I had a chance to see 11'09'01 on screen in April. I was wandering down Avenida Corrientes, the Broadway of Buenos Aires with its rows of live theatres and a few old movie palaces still lit. There were movies to see at the festival I was attending, but I wondered what would have made it onto the commercial bookings in the insolvent nation, and found a single screen at one showing 11'09'01. The clash of cultures was more striking in that half-attended matinee than seeing a bootleg copy in my own living room. I just finished reading Janette Turner Hospital's intricate and compelling literary thriller, "Due Preparations for the Plague" (Norton), which was mostly complete before the fall of 2001; Turner Hospital made certain adjustments to keep her complex study of survivor guilt and cultural complicity from directly alluding to September 11, yet any novel that begins with a character's September nightmares of a plane hijacking many years earlier has a spooky, prescient topicality.

So now the September Esquire, with Tom Junod's "The Falling Man." Have you ever seen photographer Richard Drew's geometrically perfect composition of one of the figures plummeting to earth from the Twin Towers? It ran in many newspapers on September 11, including the New York Times, but has seldom been reprinted since. Of the figure, Junod writes, "In the picture, he departs from this earth like an arrow. Although he has not chosen his fate, he appears to have, in his last instants of life, embraced it. If he were not falling he might very well be flying."

Junod's essay, searching for the man and why we would want to search for him, is one of the most artfully composed, serenely coruscating bits of magazine journalism I've read in too many months. It is the sort of writing that starts as anecdote-about photography, memory, legacy--and quietly cascades into a feat of assertion. It's a classic example of post-new Journalism style and Junod remains one of the best practitioners. I get tears and chills from several passages, for their terror, beauty and precision. An extra shiver: a gnat lands as I read under the bright lamp on in my girlfriend's painting studio, he's the size of a man in the photo, moving alongside the falling figure in sudden gnat step-motion.

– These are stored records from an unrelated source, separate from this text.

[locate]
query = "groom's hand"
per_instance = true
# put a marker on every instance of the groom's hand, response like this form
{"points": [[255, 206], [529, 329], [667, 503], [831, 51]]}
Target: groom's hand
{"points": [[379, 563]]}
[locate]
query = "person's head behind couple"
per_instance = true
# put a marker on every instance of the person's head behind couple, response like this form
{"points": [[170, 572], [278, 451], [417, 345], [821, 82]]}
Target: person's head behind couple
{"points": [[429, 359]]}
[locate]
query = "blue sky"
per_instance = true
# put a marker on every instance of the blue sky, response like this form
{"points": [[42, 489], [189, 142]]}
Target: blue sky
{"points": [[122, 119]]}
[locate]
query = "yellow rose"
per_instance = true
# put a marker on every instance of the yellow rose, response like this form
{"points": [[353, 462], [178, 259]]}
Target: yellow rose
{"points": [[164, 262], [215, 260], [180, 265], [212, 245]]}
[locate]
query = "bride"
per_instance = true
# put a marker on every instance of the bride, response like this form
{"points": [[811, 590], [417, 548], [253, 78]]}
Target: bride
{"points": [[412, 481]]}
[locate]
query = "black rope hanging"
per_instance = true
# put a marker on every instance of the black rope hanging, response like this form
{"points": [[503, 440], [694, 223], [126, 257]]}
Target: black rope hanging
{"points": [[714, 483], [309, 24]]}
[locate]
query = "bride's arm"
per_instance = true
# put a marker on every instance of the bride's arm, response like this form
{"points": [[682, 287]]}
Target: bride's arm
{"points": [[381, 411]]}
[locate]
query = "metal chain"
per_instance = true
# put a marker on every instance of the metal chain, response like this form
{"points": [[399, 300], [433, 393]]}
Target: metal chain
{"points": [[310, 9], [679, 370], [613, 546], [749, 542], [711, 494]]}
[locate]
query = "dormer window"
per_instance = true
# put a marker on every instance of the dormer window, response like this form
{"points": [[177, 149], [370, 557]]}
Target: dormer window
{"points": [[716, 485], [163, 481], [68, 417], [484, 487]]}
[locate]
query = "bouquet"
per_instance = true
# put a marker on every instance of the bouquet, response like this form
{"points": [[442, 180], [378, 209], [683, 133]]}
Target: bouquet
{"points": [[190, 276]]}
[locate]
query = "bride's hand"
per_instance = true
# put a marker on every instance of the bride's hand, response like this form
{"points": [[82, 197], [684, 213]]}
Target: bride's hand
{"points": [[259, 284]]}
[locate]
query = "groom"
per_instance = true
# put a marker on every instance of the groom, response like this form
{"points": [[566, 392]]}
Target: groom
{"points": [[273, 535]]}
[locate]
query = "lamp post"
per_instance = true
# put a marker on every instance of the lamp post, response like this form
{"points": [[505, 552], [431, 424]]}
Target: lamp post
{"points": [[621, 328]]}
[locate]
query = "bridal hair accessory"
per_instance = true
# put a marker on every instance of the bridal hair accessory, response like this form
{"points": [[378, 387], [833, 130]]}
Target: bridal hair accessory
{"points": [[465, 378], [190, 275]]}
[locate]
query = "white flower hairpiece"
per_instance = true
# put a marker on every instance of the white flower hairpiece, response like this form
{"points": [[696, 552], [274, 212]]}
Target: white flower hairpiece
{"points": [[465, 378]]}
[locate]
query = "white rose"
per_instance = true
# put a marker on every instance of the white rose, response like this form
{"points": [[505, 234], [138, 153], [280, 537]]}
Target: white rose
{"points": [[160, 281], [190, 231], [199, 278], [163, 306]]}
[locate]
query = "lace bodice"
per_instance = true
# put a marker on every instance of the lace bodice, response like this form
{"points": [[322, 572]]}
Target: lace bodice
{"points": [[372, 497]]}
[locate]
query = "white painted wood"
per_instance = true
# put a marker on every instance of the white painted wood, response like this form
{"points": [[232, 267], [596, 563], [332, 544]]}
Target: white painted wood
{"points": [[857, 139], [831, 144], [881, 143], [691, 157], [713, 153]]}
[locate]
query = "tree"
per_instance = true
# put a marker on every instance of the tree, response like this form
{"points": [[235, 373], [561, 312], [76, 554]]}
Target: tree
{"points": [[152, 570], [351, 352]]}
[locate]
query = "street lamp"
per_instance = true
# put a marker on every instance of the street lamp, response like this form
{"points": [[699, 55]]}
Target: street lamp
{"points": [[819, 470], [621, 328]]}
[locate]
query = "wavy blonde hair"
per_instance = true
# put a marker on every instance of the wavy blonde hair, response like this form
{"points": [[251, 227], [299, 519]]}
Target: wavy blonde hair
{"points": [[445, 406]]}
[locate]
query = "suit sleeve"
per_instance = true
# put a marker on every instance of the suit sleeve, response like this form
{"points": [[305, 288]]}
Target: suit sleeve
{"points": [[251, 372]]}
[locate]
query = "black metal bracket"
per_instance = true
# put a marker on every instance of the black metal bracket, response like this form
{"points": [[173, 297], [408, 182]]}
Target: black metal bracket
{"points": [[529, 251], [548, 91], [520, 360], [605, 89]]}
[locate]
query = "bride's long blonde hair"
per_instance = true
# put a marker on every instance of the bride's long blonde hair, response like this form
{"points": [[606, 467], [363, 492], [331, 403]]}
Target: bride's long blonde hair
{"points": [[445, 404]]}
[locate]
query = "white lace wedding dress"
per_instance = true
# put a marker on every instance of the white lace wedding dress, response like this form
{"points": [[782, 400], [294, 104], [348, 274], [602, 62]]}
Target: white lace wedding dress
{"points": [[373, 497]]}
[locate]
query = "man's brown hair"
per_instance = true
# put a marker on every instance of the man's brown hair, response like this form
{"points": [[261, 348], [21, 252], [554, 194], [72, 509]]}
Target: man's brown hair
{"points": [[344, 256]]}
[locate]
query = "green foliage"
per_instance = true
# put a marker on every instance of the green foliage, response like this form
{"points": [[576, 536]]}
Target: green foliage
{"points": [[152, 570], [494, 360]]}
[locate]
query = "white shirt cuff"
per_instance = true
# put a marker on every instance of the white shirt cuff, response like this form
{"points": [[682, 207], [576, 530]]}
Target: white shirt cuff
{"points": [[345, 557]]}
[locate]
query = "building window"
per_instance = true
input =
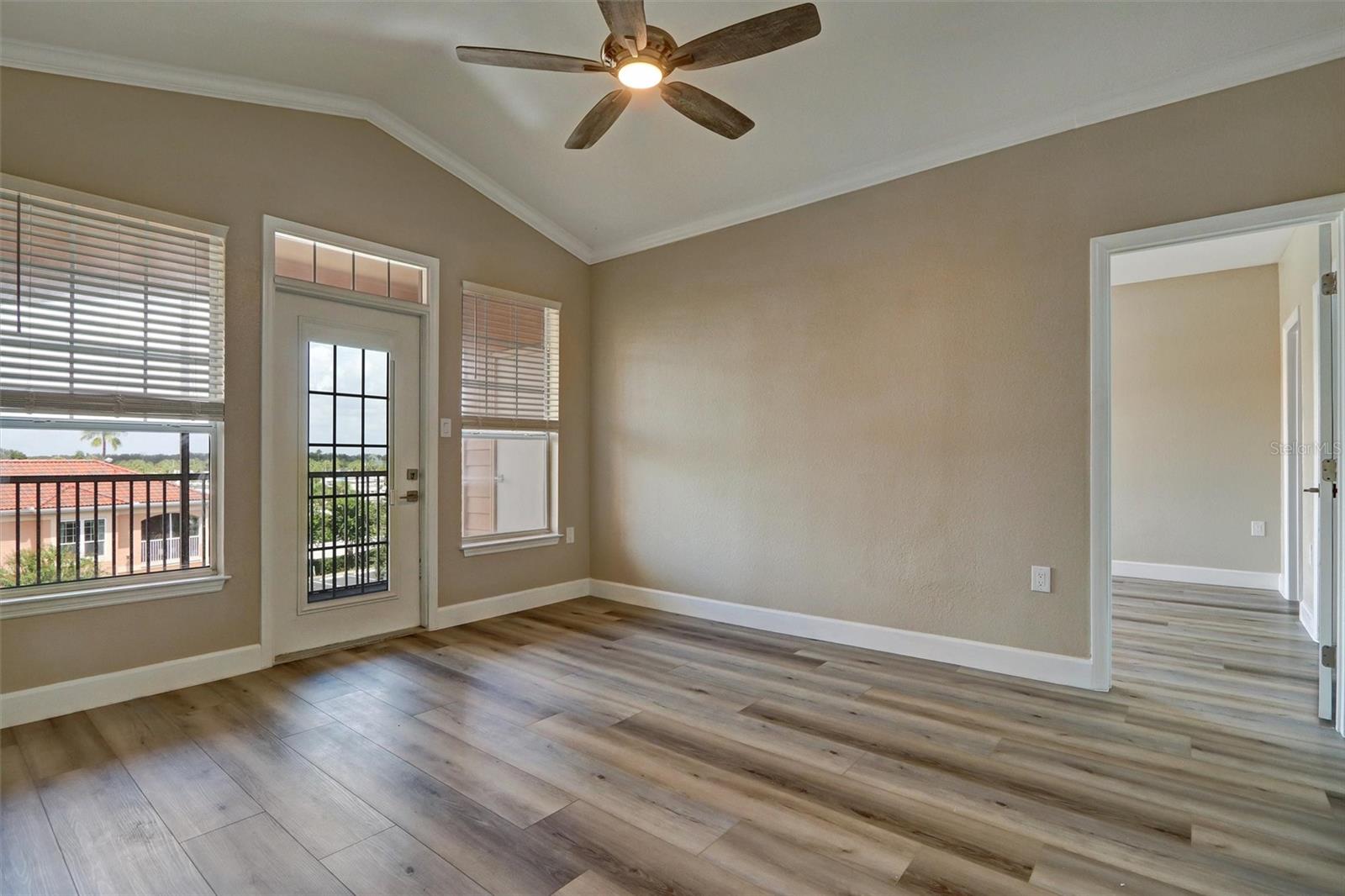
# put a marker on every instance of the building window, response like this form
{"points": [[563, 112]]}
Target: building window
{"points": [[510, 408], [112, 392]]}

How can fiction scar like observed truth? How might narrative scorch like the reality we suffer in our gut each day, with occasional life-righting, life-affirming or life-affrighting raptures and shocks?
How can art confront these feelings? How can we make language and compile images that rebuke television, advertisements and spin?

Simply: by allowing ourselves to feel, as in Junod's prose, in Inarritu's provocative film, by thinking clearly, remembering to ask unsentimental questions, remembering to decipher what lies behind the answers.

Truest, bluest

In limited release, there's I'm Juli, a small, Amelie-esque German road movie. Fatih Akin's hilarious border-crosser, stars Run Lola Run's Moritz Bleibtreau pursuing a mysterious Turkish woman from Hamburg to Istanbul while fate is being forced by another woman, Christiane Paul, whose eyes hold one of the truest and bluest gazes in recent movies. The story races across southeastern Europe, and it may be the most polished German caper I've seen since Tom Tykwer's masterful bubblegum. It also has a sweet, likeably corny scene about someone discovering marijuana, both amusing and lovely under a sky of night stars. It's already played New York and Los Angeles; it should be on video soon.

Frears and loathing

I had an enjoyable lunch with Chiwetel Ejiofor, whose central performance as an immigrant in underground London with dark secrets in Stephen Frears' Dirty Pretty Things is difficult to describe beyond saying "Wow. Wow. You see this yet?" (Cue the overworked superlatives.) I'll work to post that interview in coming columns.